The European Medicines Agency (EMA) has issued approval for regular use to the coronavirus vaccine developed by German company BioNTech and its American partner, pharmaceutical giant Pfizer. The EMA’s announcement came as the body presented its evaluation of the medication in Amsterdam on Monday, December 21.
The vaccine has already been approved in the US, the UK and other countries, but not as definitively as in the EU.
“In the US and the UK, the BioNTech/Pfizer vaccine received emergency approval, whereas in the EU, the regular approval process was followed,” explains Germany Trade & Invest health industry expert Gregor Kemper. “This takes a bit longer but might be beneficial in the long run because the high requirements for regular approval could increase trust among the population in the safety and efficacy of the vaccine. Also, Covid-19 vaccines are procured on a European level, so it makes sense for the approval process to be European rather than national.”

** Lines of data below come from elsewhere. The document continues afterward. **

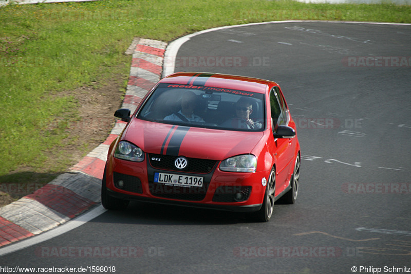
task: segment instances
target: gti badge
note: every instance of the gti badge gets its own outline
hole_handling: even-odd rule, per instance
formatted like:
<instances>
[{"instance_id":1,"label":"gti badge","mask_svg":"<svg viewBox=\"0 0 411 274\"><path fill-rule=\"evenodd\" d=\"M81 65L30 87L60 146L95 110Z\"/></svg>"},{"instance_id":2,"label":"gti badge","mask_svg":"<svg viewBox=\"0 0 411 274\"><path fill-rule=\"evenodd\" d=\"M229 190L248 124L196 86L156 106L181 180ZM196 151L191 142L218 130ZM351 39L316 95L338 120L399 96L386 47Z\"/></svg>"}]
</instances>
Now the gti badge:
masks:
<instances>
[{"instance_id":1,"label":"gti badge","mask_svg":"<svg viewBox=\"0 0 411 274\"><path fill-rule=\"evenodd\" d=\"M179 157L174 161L176 167L179 169L182 169L187 166L188 162L187 159L183 157Z\"/></svg>"}]
</instances>

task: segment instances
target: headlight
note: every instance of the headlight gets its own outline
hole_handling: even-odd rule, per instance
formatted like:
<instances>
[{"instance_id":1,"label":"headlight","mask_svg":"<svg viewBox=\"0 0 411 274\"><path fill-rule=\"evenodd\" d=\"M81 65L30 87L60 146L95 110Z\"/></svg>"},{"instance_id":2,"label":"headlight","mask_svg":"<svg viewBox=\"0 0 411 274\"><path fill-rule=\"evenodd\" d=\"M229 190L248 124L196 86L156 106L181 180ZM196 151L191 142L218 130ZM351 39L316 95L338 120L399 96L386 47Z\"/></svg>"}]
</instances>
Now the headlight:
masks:
<instances>
[{"instance_id":1,"label":"headlight","mask_svg":"<svg viewBox=\"0 0 411 274\"><path fill-rule=\"evenodd\" d=\"M121 141L116 148L114 157L128 161L141 162L144 159L144 153L140 148L128 142Z\"/></svg>"},{"instance_id":2,"label":"headlight","mask_svg":"<svg viewBox=\"0 0 411 274\"><path fill-rule=\"evenodd\" d=\"M233 172L254 172L257 168L257 158L251 154L232 157L222 161L220 169Z\"/></svg>"}]
</instances>

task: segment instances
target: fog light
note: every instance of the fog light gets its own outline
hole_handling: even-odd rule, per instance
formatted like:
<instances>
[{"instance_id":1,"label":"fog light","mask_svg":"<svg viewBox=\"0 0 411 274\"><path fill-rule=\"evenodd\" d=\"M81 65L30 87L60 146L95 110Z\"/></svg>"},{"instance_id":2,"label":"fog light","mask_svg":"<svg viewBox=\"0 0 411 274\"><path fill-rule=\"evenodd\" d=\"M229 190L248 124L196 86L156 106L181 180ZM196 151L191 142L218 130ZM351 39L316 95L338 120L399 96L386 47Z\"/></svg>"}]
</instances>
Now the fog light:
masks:
<instances>
[{"instance_id":1,"label":"fog light","mask_svg":"<svg viewBox=\"0 0 411 274\"><path fill-rule=\"evenodd\" d=\"M241 202L244 200L244 196L245 194L242 191L237 192L234 194L234 200L235 202Z\"/></svg>"}]
</instances>

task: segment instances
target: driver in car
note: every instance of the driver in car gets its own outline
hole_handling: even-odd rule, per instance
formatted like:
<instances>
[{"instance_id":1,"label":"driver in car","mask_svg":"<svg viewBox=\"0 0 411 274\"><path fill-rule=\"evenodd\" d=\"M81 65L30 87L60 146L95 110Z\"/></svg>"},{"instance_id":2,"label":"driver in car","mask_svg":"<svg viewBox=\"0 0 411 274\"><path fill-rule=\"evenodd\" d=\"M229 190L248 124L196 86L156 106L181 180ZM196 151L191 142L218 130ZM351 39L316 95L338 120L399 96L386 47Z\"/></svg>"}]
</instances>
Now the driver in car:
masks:
<instances>
[{"instance_id":1,"label":"driver in car","mask_svg":"<svg viewBox=\"0 0 411 274\"><path fill-rule=\"evenodd\" d=\"M261 123L255 122L250 118L252 113L253 102L251 99L247 97L241 97L238 99L235 106L237 117L245 120L251 129L261 129L263 126Z\"/></svg>"},{"instance_id":2,"label":"driver in car","mask_svg":"<svg viewBox=\"0 0 411 274\"><path fill-rule=\"evenodd\" d=\"M181 109L164 117L166 121L182 121L184 122L204 122L199 116L194 114L197 106L196 95L193 92L186 92L181 99Z\"/></svg>"}]
</instances>

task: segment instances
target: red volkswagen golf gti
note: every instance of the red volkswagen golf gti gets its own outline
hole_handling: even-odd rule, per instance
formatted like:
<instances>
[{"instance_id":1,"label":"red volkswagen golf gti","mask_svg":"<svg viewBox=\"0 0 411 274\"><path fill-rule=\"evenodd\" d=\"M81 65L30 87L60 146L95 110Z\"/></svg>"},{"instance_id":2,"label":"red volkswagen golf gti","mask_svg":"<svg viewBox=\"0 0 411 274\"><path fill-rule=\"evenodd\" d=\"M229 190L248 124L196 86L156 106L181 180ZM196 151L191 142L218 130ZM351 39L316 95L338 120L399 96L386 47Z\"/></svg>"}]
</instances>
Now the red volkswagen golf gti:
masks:
<instances>
[{"instance_id":1,"label":"red volkswagen golf gti","mask_svg":"<svg viewBox=\"0 0 411 274\"><path fill-rule=\"evenodd\" d=\"M279 86L265 80L179 72L160 80L110 145L103 206L130 200L252 212L268 221L297 198L300 148Z\"/></svg>"}]
</instances>

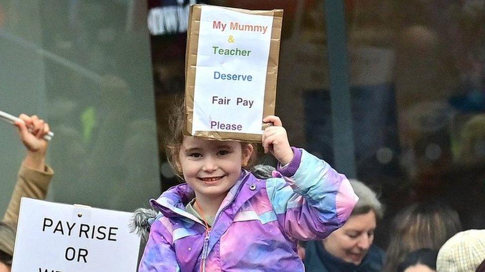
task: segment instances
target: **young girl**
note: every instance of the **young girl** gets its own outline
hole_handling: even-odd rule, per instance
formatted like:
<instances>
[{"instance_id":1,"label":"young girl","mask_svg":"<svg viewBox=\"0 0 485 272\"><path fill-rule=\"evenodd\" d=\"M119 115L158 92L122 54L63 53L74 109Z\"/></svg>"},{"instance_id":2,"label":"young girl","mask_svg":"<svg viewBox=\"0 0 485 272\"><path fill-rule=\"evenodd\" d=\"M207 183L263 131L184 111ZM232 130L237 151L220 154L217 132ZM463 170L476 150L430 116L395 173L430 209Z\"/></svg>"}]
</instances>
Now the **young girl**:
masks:
<instances>
[{"instance_id":1,"label":"young girl","mask_svg":"<svg viewBox=\"0 0 485 272\"><path fill-rule=\"evenodd\" d=\"M303 271L297 241L326 237L357 200L345 176L290 147L277 117L263 120L273 125L262 138L277 171L261 180L246 170L254 145L183 136L177 115L166 148L186 183L151 201L160 214L139 271Z\"/></svg>"}]
</instances>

Like other European countries, Germany prepared to distribute and administer the vaccine even before it received approval. Authorities have set up inoculation centers across the country, and plans are being drawn up to get the vaccine to people.
“Germany is a country with a large and internationalized industrial base, so many prerequisites for a rapid distribution have already been fulfilled,” says Kemper. “They include a dense logistics network and an industry that can produce critical materials such as vials and syringes - not only for the German vaccination campaign, but also for those of other countries. The logistic requirements of vaccine distribution bring some new challenges, such as the need for a -70°C cold chain, but several companies in Germany have shown their ability to come up with innovative solutions to meet them.”
The EMA is expected to decide on approval for a second coronavirus vaccine developed by American biotech company Moderna in early January.